Six over-arching goals were selected: to run a sustainable business, with healthy ecosystems, protecting landscape values, partnering with community and regulatory bodies, producing demonstrable environmental performance, and aiming for adequate rural infrastructure.
Subsequent research by NIWA, AgResearch, Beef + Lamb NZ, NZ Farm Forestry Association, Waikato Regional Council and the NZ Association of Resource Management, has produced around 75 papers covering the whole system, water quality, stream ecology, hydrology, pastoral system and terrestrial ecology.
In 2008 the land became part of the Treaty settlement with Tainui, and the forested land is now part of a joint venture between AgResearch and Tainui Development.
As the 100 or so visitors to last month’s one-off field day on the farm saw, environmental management work has been of good quality, but that’s come at a cost.
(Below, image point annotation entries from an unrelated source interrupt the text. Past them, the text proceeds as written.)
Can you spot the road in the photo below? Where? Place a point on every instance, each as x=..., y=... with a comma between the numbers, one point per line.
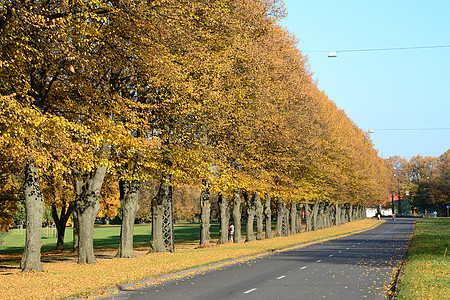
x=359, y=266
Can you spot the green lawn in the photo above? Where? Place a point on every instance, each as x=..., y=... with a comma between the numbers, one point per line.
x=106, y=237
x=427, y=270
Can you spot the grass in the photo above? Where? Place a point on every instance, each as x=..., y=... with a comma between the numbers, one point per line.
x=64, y=278
x=427, y=269
x=105, y=237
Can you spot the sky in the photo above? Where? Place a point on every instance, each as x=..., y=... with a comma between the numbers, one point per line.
x=403, y=95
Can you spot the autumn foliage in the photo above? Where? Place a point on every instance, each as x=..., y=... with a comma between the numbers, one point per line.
x=139, y=90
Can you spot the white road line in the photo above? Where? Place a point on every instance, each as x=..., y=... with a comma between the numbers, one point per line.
x=249, y=291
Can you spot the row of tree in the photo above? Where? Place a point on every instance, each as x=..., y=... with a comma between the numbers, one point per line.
x=179, y=91
x=427, y=180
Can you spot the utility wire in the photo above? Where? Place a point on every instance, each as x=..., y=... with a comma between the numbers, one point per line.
x=383, y=49
x=395, y=129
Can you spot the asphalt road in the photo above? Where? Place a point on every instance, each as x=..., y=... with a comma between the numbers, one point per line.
x=359, y=266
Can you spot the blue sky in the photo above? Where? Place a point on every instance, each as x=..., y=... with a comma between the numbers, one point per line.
x=393, y=90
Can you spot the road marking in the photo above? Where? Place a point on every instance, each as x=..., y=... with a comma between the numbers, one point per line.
x=249, y=291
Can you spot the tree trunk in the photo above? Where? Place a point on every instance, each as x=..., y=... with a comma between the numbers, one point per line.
x=237, y=214
x=344, y=218
x=251, y=212
x=87, y=207
x=76, y=230
x=321, y=216
x=34, y=205
x=129, y=203
x=285, y=220
x=308, y=217
x=205, y=213
x=280, y=216
x=259, y=210
x=337, y=214
x=224, y=210
x=349, y=212
x=299, y=218
x=61, y=221
x=78, y=187
x=159, y=205
x=326, y=215
x=268, y=214
x=315, y=211
x=294, y=218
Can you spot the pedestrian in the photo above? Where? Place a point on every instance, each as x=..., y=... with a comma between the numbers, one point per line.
x=231, y=232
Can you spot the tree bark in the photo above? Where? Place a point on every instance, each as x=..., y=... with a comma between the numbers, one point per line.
x=326, y=215
x=337, y=214
x=129, y=203
x=314, y=213
x=299, y=218
x=34, y=205
x=259, y=210
x=294, y=218
x=205, y=205
x=159, y=204
x=251, y=212
x=286, y=220
x=237, y=214
x=224, y=211
x=349, y=212
x=61, y=221
x=87, y=207
x=78, y=187
x=268, y=214
x=280, y=216
x=308, y=217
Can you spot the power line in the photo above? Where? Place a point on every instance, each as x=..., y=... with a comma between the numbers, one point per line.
x=383, y=49
x=412, y=129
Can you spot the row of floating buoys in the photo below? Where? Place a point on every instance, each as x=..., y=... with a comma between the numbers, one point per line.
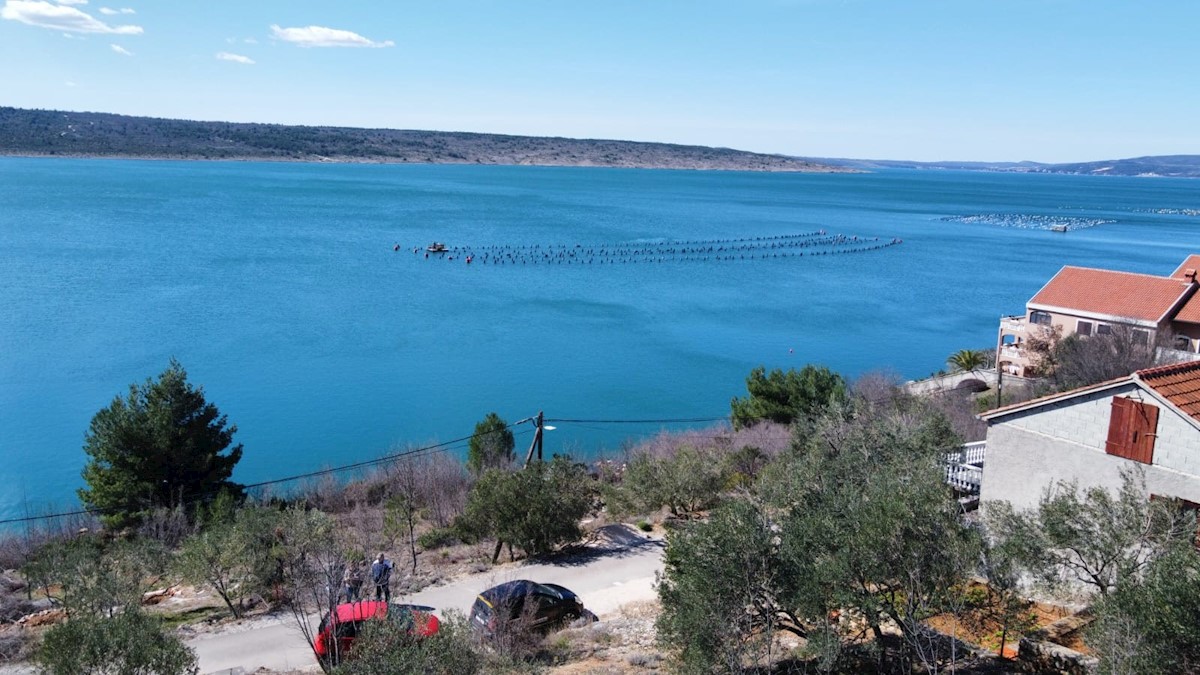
x=1030, y=221
x=817, y=243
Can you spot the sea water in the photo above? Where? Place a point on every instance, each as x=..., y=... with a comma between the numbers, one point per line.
x=280, y=288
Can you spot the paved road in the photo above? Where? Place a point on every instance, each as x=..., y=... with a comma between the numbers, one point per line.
x=605, y=578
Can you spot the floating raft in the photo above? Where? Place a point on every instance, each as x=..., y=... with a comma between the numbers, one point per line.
x=817, y=243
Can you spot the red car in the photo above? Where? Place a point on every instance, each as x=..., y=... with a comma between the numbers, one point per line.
x=340, y=627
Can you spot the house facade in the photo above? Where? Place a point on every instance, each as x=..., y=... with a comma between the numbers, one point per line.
x=1150, y=419
x=1155, y=310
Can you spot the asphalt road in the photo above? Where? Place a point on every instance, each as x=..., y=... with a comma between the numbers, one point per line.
x=605, y=577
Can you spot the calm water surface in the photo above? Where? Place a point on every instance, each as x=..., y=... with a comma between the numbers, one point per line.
x=277, y=287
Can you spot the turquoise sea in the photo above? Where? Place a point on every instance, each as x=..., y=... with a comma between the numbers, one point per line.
x=279, y=288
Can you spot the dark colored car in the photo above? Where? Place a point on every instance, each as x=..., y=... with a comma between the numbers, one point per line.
x=545, y=604
x=339, y=628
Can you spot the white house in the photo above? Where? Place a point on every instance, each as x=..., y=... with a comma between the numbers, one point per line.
x=1150, y=419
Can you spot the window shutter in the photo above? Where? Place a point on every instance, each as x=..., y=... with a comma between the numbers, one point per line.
x=1145, y=431
x=1133, y=428
x=1119, y=428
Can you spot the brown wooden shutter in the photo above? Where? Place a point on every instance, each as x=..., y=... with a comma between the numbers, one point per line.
x=1133, y=428
x=1145, y=430
x=1119, y=428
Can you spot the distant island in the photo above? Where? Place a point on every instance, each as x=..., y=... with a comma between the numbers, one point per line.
x=61, y=133
x=30, y=132
x=1177, y=166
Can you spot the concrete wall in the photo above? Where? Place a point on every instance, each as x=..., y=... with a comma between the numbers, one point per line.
x=1031, y=452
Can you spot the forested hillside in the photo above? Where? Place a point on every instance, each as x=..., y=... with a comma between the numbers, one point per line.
x=102, y=135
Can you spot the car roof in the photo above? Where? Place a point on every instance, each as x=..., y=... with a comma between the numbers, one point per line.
x=360, y=610
x=509, y=590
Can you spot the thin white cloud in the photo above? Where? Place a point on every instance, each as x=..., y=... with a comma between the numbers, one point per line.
x=322, y=36
x=58, y=17
x=235, y=58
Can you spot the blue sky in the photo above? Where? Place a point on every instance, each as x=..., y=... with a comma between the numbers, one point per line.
x=918, y=79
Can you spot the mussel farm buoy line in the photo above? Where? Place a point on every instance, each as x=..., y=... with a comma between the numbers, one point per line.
x=819, y=243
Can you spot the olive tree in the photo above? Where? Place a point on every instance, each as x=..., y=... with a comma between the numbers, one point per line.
x=491, y=446
x=787, y=396
x=535, y=509
x=1091, y=538
x=1149, y=626
x=855, y=518
x=129, y=643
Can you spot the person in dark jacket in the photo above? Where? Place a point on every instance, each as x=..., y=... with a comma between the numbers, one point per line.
x=381, y=575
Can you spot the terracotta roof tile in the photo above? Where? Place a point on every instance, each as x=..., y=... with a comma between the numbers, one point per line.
x=1179, y=383
x=1191, y=310
x=1191, y=264
x=1114, y=293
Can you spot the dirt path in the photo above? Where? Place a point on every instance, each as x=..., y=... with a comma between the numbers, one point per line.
x=616, y=569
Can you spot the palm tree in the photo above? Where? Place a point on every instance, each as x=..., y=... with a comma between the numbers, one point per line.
x=967, y=360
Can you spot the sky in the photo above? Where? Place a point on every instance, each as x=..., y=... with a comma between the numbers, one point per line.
x=1051, y=81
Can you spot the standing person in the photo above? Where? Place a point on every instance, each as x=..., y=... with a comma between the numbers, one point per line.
x=381, y=574
x=352, y=580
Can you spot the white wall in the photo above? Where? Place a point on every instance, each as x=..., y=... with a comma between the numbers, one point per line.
x=1030, y=452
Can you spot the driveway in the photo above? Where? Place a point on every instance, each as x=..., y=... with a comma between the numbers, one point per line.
x=617, y=569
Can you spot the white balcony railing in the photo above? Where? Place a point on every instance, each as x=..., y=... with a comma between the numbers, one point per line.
x=1013, y=323
x=964, y=467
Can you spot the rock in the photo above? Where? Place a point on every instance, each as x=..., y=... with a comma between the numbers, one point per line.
x=45, y=617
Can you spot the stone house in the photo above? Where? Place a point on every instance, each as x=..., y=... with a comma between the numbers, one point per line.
x=1089, y=435
x=1162, y=310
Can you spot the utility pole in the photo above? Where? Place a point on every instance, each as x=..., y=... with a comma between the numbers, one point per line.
x=540, y=422
x=1000, y=370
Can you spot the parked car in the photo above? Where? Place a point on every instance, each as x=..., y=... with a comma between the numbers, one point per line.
x=546, y=605
x=339, y=628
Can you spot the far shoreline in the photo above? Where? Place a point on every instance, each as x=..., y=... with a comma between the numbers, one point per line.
x=321, y=160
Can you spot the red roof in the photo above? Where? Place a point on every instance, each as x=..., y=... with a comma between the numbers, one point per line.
x=1191, y=311
x=1179, y=383
x=1191, y=264
x=1123, y=294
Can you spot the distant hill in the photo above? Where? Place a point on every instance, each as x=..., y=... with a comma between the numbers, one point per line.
x=1181, y=166
x=102, y=135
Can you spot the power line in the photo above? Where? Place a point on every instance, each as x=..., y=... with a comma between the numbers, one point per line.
x=395, y=457
x=671, y=420
x=385, y=459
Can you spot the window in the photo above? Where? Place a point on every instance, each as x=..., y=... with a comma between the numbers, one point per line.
x=1132, y=430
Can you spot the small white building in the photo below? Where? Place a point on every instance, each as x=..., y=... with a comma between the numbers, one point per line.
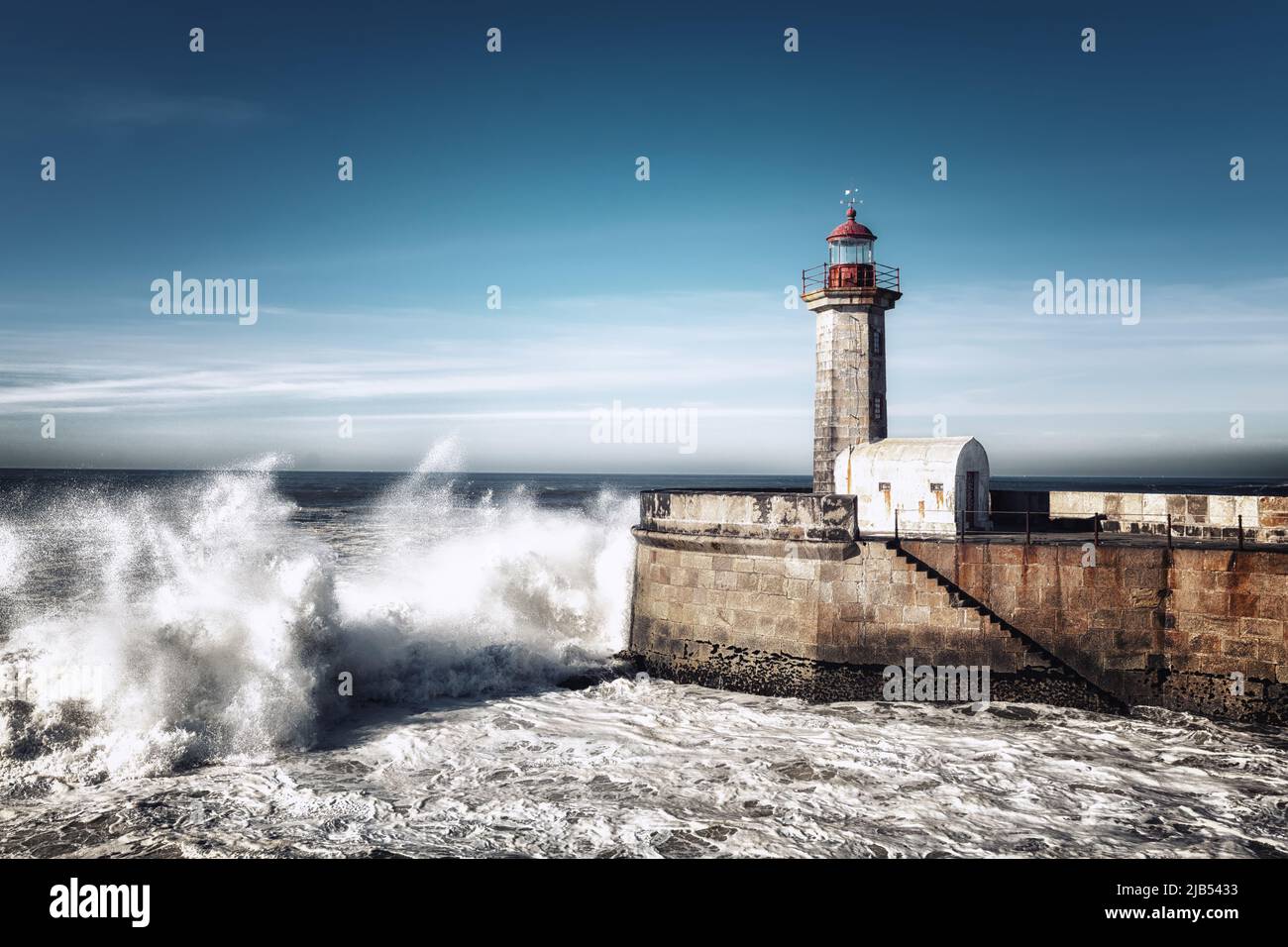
x=935, y=483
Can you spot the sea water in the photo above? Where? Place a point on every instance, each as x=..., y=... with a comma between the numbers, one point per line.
x=262, y=663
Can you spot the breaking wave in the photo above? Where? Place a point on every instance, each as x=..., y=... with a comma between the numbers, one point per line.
x=159, y=629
Over 10 years an estimated $600,000 has been invested in tree planting and pruning, riparian fencing 10m wide strips, and replanting a 15ha of native remnant, all on land purportedly worth $740,000.
Stock policy has shifted to bull beef, bought in as weaners and sold at 18 months, and the sheep flock changed to a composite maintained with bought-in two-tooth replacements, with resultant increases in productivity (see table).
There has been an enormous amount of work done on water issues during the decade. Stream behaviour and width in what was open pasture has changed dramatically where pines, poplars, and natives now provide shade. Once narrow, with much silt residue at the banks, the shaded streams now have more consistent temperature, and are becoming wider and slower as trees take up water and banks become covered in vegetation.
There is still some E.coli present due mainly to pest animal life around the trees, but water is clear and little sediment moves apart from during storms.
In wooded areas understorey vegetation and saplings are reappearing on what was bare earth when stock had access.
Around a large waterfall at the bottom of the farm, aquatic life is also recovering, but only slowly. There’s talk of using mussel ropes or similar to help whitebait climb the streams. Twigs and fallen wood will eventually naturally foster stream life, providing the hiding and resting places fish, crayfish and longfin eels need to increase in number, but that will take decades by natural processes so installed tree-fern log barriers are being tested.
A challenge for such environmental renovation is the cost, given the low returns in farming such environments, a point acknowledged at the field day by Waikato regional councillor, Stu Kneebone.
“The cost of riparian fencing in these multi-streamed environments is something that local, and perhaps central government, will have to consider, as to who will pay and how it will be done,” he said.
Not all native species will thrive in any one environment, and choosing the right ones, and paying what can be a considerable cost per sapling, will also be difficult for individual farmers.
Farm forestry with pines may provide a clearer economic pathway, but even then there are substantial management costs to be financed during the 20 or so years’ growth and land used is often steep, making it difficult and expensive to harvest. Plans should include extraction methods and associated resource management consents for roading, as well as repayment of carbon credits.
“It may be more sensible and profitable, given carbon prices, to designate very steep country as permanent forest sinks, earning at least some carbon credits,” John Simmonds, WRC commented.
So, to summarise the field day: lots of research; lots of ideas; better farm productivity but no magic bullets for hill country farming just yet.